“He offered himself as a mirror they could see themselves in, and they were so appalled by what they saw that they smashed it. They smashed him every way they could.”

Barbara Brown Taylor in Bread and Wine

It is one thing to consider the events of the crucifixion from history, that it really did happen to an innocent man all those many years ago.

It is another thing to consider ourselves among his executioners, ones calling for him to be crucified. And there I stood and still stand to be sure, considering myself as one able to judge when I have no righteousness of my own to fall back on. In my flesh, on my own, I smash the truth I see of myself in his presence.

I can’t look upon my own inadequacy with peace. It is too terrible.

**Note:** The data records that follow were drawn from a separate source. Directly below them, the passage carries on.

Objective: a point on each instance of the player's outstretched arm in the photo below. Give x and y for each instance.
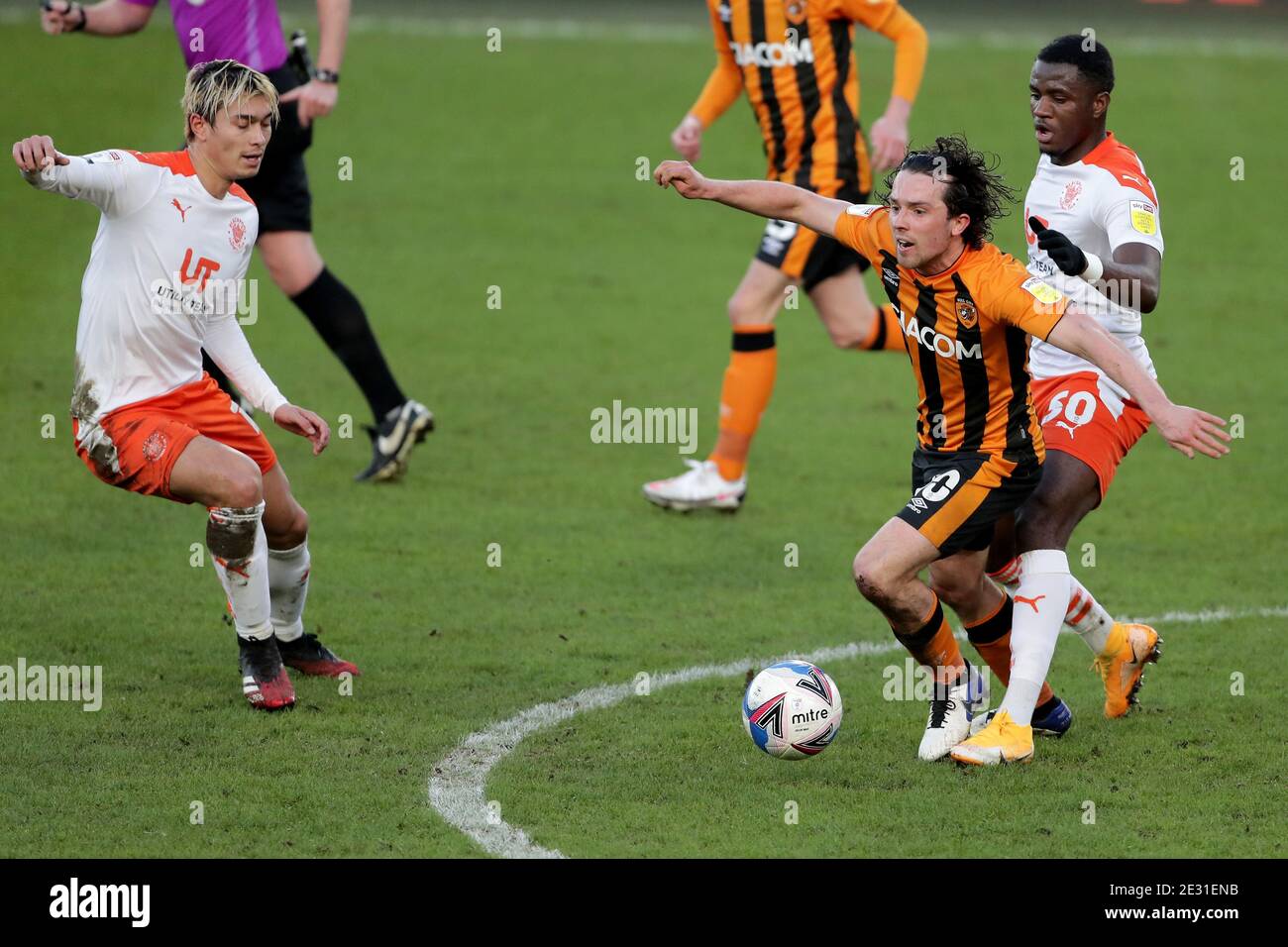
(108, 18)
(1184, 428)
(890, 132)
(35, 154)
(301, 421)
(768, 198)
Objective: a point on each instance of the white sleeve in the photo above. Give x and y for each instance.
(227, 344)
(114, 180)
(1131, 217)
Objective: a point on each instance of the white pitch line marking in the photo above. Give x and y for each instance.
(456, 788)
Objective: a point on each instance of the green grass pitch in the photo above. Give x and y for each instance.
(516, 170)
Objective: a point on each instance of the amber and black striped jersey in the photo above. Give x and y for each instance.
(967, 337)
(795, 59)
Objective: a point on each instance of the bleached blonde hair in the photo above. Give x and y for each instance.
(213, 86)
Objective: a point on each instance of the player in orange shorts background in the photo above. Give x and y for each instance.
(795, 60)
(1094, 232)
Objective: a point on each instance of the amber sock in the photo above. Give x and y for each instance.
(747, 384)
(932, 644)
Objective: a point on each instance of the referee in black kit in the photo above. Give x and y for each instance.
(250, 31)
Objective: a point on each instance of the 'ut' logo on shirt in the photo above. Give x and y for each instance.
(200, 273)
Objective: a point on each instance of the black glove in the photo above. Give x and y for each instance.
(1061, 250)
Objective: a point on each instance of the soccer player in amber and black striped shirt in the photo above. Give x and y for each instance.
(795, 60)
(965, 312)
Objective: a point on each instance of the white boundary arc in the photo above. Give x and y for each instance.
(458, 784)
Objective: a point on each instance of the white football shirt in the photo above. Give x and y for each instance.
(1100, 202)
(165, 279)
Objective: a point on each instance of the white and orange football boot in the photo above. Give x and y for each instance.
(1003, 741)
(1122, 665)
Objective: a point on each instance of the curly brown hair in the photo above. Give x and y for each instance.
(975, 185)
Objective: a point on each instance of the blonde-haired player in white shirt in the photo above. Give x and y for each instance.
(163, 281)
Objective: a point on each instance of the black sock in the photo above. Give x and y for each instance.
(338, 317)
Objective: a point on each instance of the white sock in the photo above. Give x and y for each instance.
(1041, 603)
(1087, 617)
(288, 586)
(240, 552)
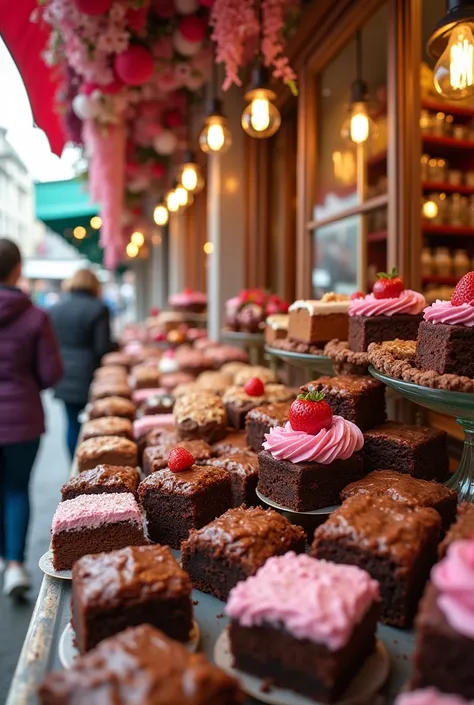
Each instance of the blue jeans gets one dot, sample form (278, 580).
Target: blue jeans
(16, 464)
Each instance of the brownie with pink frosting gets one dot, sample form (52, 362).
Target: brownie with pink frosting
(92, 523)
(303, 472)
(444, 650)
(397, 544)
(301, 639)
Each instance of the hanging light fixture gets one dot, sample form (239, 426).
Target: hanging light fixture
(358, 126)
(452, 44)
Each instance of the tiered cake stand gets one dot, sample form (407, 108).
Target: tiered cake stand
(457, 404)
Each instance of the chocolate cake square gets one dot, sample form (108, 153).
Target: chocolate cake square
(394, 542)
(140, 666)
(176, 502)
(446, 349)
(101, 480)
(125, 588)
(357, 399)
(407, 489)
(304, 487)
(235, 545)
(419, 451)
(94, 523)
(300, 638)
(364, 330)
(260, 420)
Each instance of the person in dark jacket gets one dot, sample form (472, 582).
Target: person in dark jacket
(82, 325)
(29, 363)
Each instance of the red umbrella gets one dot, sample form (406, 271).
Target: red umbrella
(26, 41)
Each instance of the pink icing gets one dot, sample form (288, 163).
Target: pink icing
(409, 301)
(453, 577)
(338, 442)
(445, 312)
(329, 601)
(93, 510)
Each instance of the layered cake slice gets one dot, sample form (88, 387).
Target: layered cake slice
(304, 624)
(92, 524)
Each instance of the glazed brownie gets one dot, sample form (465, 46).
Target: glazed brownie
(106, 450)
(200, 415)
(94, 523)
(102, 479)
(108, 426)
(175, 503)
(287, 626)
(357, 399)
(140, 666)
(395, 543)
(260, 420)
(419, 451)
(125, 588)
(235, 545)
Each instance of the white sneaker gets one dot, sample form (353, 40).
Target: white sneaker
(16, 581)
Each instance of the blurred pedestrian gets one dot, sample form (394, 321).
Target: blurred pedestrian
(29, 362)
(82, 324)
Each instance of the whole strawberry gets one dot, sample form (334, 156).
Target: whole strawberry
(388, 286)
(310, 413)
(464, 291)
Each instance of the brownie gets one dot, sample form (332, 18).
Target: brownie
(108, 426)
(175, 503)
(392, 541)
(419, 451)
(357, 399)
(364, 330)
(102, 479)
(140, 666)
(236, 545)
(407, 489)
(446, 349)
(260, 420)
(125, 588)
(106, 450)
(304, 487)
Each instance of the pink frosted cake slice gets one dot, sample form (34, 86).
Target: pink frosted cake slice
(95, 524)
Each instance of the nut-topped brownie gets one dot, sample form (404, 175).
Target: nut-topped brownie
(125, 588)
(236, 545)
(394, 542)
(102, 479)
(176, 502)
(106, 450)
(419, 451)
(262, 419)
(407, 489)
(357, 399)
(200, 415)
(140, 666)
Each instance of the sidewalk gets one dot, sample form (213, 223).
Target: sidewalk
(51, 470)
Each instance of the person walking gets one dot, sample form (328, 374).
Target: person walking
(29, 362)
(82, 324)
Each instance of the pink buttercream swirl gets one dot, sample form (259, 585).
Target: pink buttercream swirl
(409, 301)
(445, 312)
(453, 577)
(338, 442)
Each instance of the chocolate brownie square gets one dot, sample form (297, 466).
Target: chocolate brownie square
(357, 399)
(125, 588)
(364, 330)
(419, 451)
(392, 541)
(446, 349)
(176, 502)
(236, 545)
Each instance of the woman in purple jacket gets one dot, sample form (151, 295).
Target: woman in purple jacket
(29, 362)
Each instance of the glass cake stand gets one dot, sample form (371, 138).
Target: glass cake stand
(457, 404)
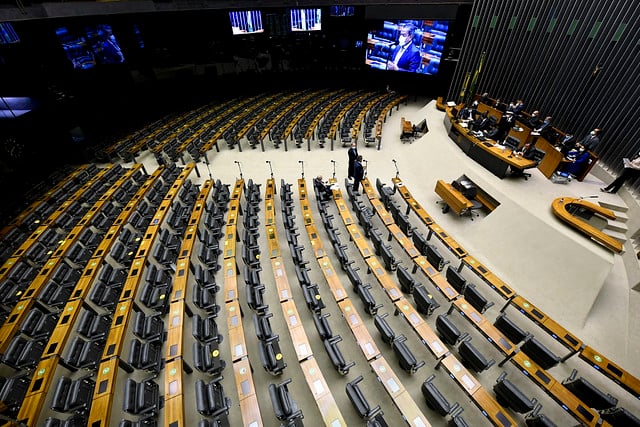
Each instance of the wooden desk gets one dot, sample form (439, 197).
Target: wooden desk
(424, 331)
(332, 278)
(447, 240)
(488, 277)
(63, 329)
(401, 398)
(612, 370)
(361, 243)
(436, 278)
(321, 393)
(173, 383)
(491, 409)
(459, 204)
(316, 241)
(384, 279)
(490, 332)
(411, 202)
(462, 376)
(560, 206)
(549, 325)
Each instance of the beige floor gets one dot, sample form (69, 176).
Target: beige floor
(607, 325)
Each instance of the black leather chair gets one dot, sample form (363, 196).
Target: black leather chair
(205, 329)
(206, 358)
(205, 299)
(149, 328)
(13, 389)
(83, 354)
(476, 299)
(210, 398)
(509, 396)
(588, 393)
(322, 325)
(370, 306)
(39, 324)
(271, 356)
(359, 402)
(406, 280)
(435, 399)
(73, 395)
(455, 279)
(92, 326)
(539, 353)
(331, 345)
(425, 302)
(510, 330)
(386, 333)
(471, 357)
(620, 417)
(141, 398)
(448, 331)
(406, 358)
(23, 353)
(75, 420)
(313, 298)
(146, 356)
(262, 325)
(285, 408)
(255, 300)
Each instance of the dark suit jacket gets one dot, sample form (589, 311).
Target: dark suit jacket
(410, 59)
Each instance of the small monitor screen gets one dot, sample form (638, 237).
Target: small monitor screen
(7, 34)
(306, 19)
(90, 46)
(342, 11)
(246, 22)
(413, 46)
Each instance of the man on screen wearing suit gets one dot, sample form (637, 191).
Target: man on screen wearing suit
(406, 56)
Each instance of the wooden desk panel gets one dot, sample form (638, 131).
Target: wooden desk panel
(547, 324)
(491, 409)
(462, 376)
(424, 331)
(63, 329)
(406, 243)
(361, 243)
(491, 333)
(282, 282)
(436, 278)
(384, 279)
(174, 412)
(611, 370)
(447, 240)
(230, 280)
(334, 282)
(316, 242)
(173, 383)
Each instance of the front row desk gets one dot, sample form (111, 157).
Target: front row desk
(498, 160)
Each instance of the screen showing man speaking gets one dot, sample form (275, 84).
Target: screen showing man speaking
(413, 46)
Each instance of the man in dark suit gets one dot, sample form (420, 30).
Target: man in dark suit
(353, 156)
(358, 173)
(406, 56)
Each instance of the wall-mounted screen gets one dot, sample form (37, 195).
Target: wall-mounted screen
(413, 46)
(90, 46)
(306, 19)
(7, 34)
(342, 11)
(246, 22)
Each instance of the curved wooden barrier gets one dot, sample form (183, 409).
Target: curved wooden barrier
(560, 206)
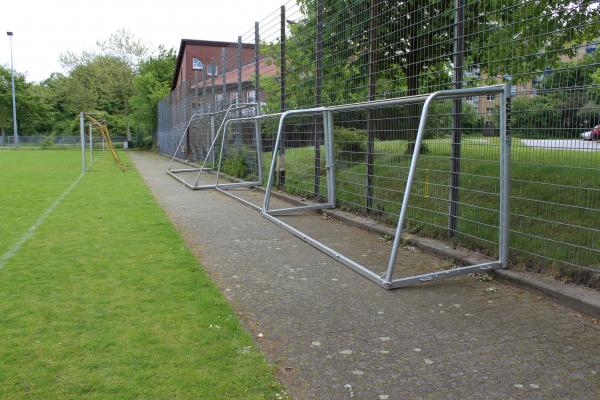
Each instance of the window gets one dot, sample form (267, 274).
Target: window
(590, 48)
(212, 70)
(197, 64)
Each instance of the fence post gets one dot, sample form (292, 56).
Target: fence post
(257, 126)
(239, 60)
(318, 100)
(203, 107)
(372, 91)
(224, 73)
(459, 44)
(257, 66)
(91, 144)
(213, 90)
(282, 73)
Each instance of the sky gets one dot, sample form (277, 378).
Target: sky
(43, 29)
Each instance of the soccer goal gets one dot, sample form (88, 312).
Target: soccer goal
(388, 279)
(196, 152)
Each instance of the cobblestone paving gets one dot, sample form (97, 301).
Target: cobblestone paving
(334, 335)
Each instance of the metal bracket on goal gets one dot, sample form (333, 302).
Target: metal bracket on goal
(200, 169)
(387, 280)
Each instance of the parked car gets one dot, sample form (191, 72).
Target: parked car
(594, 134)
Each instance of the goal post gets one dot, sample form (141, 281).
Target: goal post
(387, 279)
(209, 156)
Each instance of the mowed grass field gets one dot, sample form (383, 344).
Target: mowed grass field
(105, 301)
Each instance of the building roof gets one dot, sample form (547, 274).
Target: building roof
(213, 43)
(266, 68)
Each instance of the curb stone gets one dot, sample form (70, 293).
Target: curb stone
(581, 299)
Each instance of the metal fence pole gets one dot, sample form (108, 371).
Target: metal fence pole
(224, 74)
(203, 107)
(505, 167)
(372, 90)
(213, 90)
(459, 45)
(91, 144)
(318, 85)
(257, 66)
(239, 62)
(282, 99)
(82, 138)
(257, 126)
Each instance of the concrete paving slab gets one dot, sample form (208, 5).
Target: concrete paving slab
(335, 335)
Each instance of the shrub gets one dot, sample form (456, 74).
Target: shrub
(538, 115)
(349, 140)
(235, 166)
(48, 141)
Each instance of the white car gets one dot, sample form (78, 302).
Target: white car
(586, 135)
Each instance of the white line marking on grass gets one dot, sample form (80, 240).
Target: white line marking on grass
(17, 246)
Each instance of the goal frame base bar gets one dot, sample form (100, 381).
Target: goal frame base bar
(387, 280)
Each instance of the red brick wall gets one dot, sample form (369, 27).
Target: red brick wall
(206, 54)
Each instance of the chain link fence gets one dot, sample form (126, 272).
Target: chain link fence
(50, 141)
(318, 52)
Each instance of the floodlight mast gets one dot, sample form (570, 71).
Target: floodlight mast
(12, 77)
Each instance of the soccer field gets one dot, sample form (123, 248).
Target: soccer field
(100, 297)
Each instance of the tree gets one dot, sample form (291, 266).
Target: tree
(151, 85)
(34, 115)
(414, 44)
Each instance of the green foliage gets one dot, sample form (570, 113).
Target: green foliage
(440, 119)
(348, 141)
(535, 116)
(235, 166)
(151, 85)
(33, 113)
(119, 80)
(48, 141)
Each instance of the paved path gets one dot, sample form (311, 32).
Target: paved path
(334, 335)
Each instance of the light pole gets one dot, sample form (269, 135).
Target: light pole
(12, 73)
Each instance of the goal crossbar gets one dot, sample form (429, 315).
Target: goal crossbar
(386, 280)
(200, 169)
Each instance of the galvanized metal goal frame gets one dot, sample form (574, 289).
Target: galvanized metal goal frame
(386, 280)
(215, 137)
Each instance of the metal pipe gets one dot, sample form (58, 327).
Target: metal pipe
(505, 146)
(91, 144)
(413, 163)
(231, 107)
(14, 99)
(82, 139)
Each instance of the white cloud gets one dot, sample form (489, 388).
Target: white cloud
(45, 29)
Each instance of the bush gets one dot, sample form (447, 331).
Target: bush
(235, 166)
(349, 140)
(535, 116)
(48, 141)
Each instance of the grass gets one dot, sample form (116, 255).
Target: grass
(105, 300)
(554, 206)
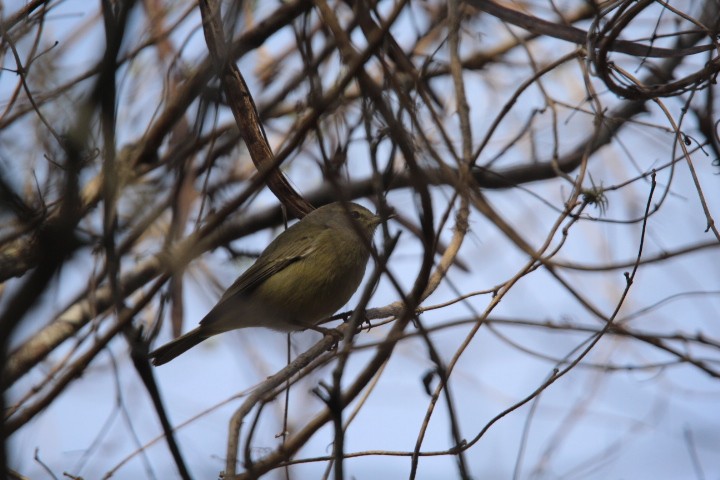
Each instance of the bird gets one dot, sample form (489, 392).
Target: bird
(302, 277)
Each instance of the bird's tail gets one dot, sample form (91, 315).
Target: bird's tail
(177, 347)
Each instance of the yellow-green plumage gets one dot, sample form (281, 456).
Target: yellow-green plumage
(307, 273)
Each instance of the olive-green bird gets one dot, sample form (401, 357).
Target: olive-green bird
(306, 274)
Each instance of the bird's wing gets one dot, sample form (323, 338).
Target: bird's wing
(268, 265)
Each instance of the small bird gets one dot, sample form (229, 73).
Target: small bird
(305, 275)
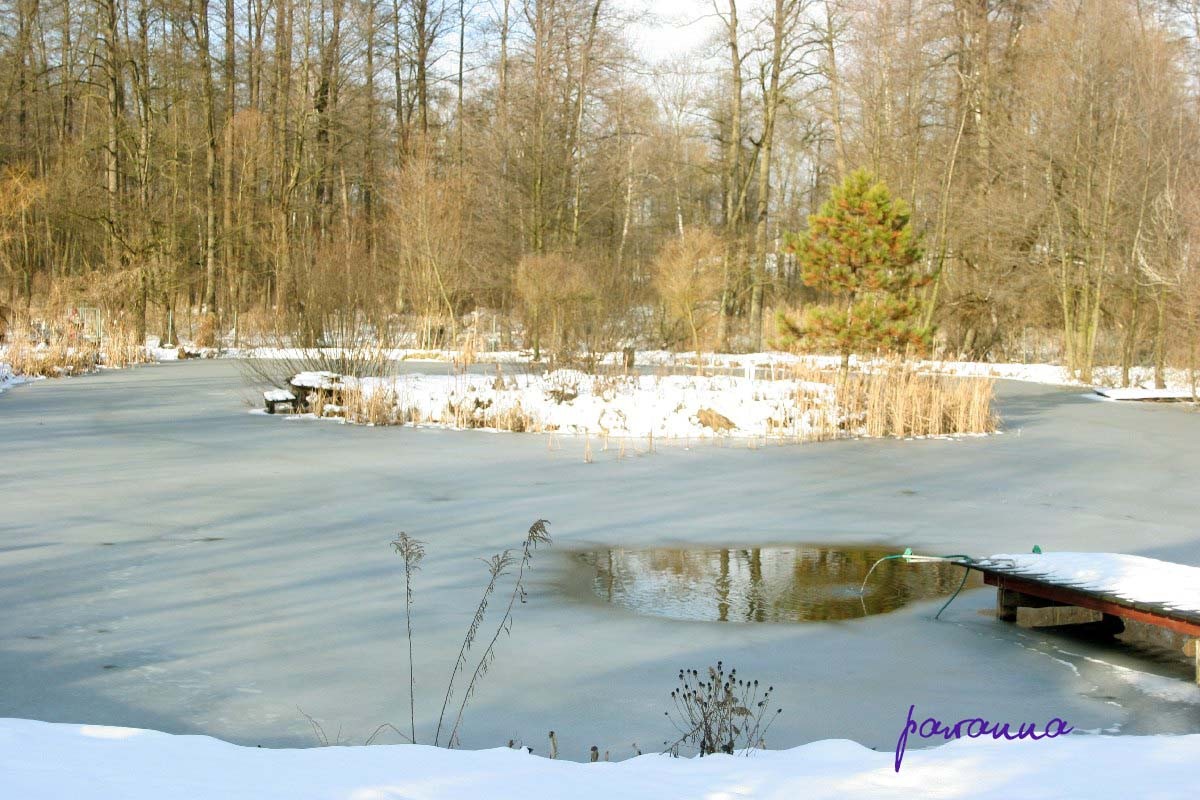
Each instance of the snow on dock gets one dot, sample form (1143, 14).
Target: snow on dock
(1134, 579)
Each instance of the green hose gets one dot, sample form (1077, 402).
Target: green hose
(907, 555)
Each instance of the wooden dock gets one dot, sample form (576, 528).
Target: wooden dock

But it is yet another thing all together to look at the truth of scripture and remember this: When he died, I died.

And so instead of watching from thousands of years later or even standing among the dirty crowd who killed him, Jesus brings me closer. He put me on the cross with him – my old self, my sin, my terrible reflection. But while there together, He hid me within him and absorbed the punishment on my behalf.

And thus set me free.

And so our life-perspective is one of a dead person. Who could be more free from the constrains and pains and worries of this life than one who has died? While our flesh remains as we walk on the gritty earth, our spirits have been made new.

This Holy Week, let us not simply remember something that happened to Jesus.

Let’s remember something that happened to us.

“If we have been united with him like this in his death, we will certainly also be united with him in his resurrection. For we know that our old self was crucified with him so that the body of sin might be done away with, that we should no longer be slaves to sin, because anyone who has died has been freed from sin.”